Mahkemece bozma kararına uyulmasının ardından yapılan yargılama sonunda davanın kısmen kabulüne, dava konusu olan….l Müdürlüğünde sicile kayıtlı buluna….yüzölçümlü orman niteliğindeki Maliye Hazinesi adına kayıtlı tapu kaydının 1.986,57 m2’lik kısmının iptali ile davacı adına tapu siciline tesciline, fazlaya ilişkin istemin reddine karar verilmiş, verilen karar davalı … Yönetimi vekilince temyiz edilmiştir.
Dava, 6831 sayılı Kanunun 11. maddesine göre 10 yıllık sürede açılan orman tahdidine itiraz (tapu iptali ve tescil) davası niteliğindedir.
Çekişmeli taşınmazın bulunduğu yerde 14.06.2008 – 14.07.2008 tarihleri arasında ilân edilen ve 3402 sayılı Kanunun 5304 sayılı Kanunla değişik 4. maddesi gereğince yapılan orman kadastrosu bulunmaktadır.

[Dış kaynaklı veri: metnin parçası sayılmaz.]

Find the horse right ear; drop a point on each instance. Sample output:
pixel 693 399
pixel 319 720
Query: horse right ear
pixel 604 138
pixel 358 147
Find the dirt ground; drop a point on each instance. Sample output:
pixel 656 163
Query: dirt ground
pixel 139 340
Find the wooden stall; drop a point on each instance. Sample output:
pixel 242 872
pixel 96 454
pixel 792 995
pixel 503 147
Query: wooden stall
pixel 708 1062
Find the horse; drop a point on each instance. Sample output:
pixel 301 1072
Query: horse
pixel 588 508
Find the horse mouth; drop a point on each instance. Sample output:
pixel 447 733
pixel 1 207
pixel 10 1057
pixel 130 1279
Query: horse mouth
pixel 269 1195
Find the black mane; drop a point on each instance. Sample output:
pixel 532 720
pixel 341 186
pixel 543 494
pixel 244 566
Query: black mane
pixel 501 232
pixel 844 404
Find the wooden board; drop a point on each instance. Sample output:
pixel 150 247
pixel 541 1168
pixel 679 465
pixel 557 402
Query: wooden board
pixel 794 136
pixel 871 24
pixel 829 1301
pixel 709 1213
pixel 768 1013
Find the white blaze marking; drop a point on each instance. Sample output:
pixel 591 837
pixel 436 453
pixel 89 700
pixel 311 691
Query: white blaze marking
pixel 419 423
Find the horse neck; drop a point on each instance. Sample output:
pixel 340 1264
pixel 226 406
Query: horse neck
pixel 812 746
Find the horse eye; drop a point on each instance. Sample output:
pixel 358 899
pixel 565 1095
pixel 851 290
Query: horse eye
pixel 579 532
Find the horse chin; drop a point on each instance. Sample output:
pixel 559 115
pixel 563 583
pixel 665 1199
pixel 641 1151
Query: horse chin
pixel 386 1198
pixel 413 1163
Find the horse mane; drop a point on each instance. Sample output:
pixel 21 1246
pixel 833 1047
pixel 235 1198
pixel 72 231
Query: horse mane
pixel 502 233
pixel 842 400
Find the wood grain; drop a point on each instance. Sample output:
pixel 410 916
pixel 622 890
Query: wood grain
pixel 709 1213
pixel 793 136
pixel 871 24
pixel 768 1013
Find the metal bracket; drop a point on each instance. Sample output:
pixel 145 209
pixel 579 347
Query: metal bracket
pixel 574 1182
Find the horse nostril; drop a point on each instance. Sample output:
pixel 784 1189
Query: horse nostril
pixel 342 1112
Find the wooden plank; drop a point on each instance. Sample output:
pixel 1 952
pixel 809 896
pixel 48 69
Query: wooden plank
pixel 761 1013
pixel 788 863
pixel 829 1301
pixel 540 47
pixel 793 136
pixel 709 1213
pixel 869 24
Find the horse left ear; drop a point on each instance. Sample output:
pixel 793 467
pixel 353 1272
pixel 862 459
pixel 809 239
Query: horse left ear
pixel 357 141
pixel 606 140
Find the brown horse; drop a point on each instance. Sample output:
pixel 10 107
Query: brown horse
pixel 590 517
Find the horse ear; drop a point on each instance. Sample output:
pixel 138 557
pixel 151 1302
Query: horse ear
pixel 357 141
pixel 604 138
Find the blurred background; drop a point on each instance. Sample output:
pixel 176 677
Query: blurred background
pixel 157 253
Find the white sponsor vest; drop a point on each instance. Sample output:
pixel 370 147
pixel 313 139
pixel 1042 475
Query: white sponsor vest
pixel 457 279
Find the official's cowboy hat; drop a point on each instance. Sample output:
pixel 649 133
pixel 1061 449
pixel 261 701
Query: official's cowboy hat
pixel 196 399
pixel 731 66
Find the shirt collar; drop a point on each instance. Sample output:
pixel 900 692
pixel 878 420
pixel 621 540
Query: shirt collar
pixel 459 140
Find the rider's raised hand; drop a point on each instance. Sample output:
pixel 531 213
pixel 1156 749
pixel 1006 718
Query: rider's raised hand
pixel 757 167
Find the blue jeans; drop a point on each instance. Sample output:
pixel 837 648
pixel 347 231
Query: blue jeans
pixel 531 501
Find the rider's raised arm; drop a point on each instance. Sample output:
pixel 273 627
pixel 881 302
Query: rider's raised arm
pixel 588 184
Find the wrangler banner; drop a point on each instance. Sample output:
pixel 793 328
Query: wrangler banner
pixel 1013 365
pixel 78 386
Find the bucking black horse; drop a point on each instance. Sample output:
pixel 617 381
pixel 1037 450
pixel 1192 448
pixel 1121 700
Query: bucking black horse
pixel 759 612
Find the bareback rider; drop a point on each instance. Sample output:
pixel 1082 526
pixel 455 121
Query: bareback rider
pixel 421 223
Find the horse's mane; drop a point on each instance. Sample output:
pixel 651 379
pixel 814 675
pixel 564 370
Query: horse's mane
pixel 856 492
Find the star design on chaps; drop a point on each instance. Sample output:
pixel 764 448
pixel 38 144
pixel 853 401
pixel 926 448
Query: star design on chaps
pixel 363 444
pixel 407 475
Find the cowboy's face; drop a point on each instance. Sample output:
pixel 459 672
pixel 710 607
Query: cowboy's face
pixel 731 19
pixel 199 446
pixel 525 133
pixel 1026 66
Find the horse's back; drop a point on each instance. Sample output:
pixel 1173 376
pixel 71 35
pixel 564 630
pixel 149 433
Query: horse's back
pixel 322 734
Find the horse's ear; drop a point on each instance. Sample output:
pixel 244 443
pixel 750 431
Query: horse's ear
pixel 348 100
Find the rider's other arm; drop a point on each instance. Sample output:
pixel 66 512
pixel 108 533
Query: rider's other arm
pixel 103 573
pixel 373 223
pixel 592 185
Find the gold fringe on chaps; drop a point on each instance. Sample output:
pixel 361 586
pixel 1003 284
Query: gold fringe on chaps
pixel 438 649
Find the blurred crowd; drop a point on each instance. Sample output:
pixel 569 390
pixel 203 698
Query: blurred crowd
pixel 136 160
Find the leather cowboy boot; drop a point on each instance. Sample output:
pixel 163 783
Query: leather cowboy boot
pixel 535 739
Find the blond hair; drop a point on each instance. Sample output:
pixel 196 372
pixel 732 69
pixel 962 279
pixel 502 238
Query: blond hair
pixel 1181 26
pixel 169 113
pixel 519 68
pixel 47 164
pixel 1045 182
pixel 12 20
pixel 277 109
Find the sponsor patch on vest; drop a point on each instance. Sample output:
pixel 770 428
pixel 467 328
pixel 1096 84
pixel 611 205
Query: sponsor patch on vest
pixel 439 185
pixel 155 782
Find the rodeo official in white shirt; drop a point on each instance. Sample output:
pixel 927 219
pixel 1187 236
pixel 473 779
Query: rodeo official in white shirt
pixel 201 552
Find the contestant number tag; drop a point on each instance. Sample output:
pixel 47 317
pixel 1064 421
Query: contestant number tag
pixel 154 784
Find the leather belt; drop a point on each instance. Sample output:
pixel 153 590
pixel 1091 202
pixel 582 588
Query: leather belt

Eldeki dava orman kadastrosuna itiraz mahiyetinde gerçek kişi tarafından yalnızca Orman Yönetimi hasım gösterilerek açılan tapu iptali ve tescil talebine ilişkindir. Tapu iptali ve tescil davalarında pasif dava ehliyeti tapuda malik olarak görünen kişiye aittir. Temyize konu dosyada çekişmeli 109 ada 1 sayılı parsel orman niteliği ile Hazine adına tapuda kayıtlı olup, her ne kadar ormanların mülkiyeti Hazineye kullanım hakkı ise Orman Yönetimine ait olduğundan Orman Yönetiminin söz konusu davada pasif dava ehliyetinin bulunduğu kabul edilse de Orman Yönetimi yanında tapu maliki olarak Hazineye de husumet yöneltilmesi gerektiğinden, mahkemece, Hazine de davaya dahil edilip taraf teşkili sağlandıktan ve tarafların delilleri toplandıktan sonra, sonuca göre karar verilmesi gerekirken, yazılı olduğu gibi davanın kısmen kabulü yolunda hüküm kurulması usûl ve kanuna aykırı olup bozma nedenidir.
SONUÇ: Yukarıda açıklanan gerekçelerle davalı … Yönetiminin temyiz itirazlarının kabulü ile hükmün BOZULMASINA, temyiz harcının istek halinde iadesine 18/09/2019 günü oy birliği ile karar verildi.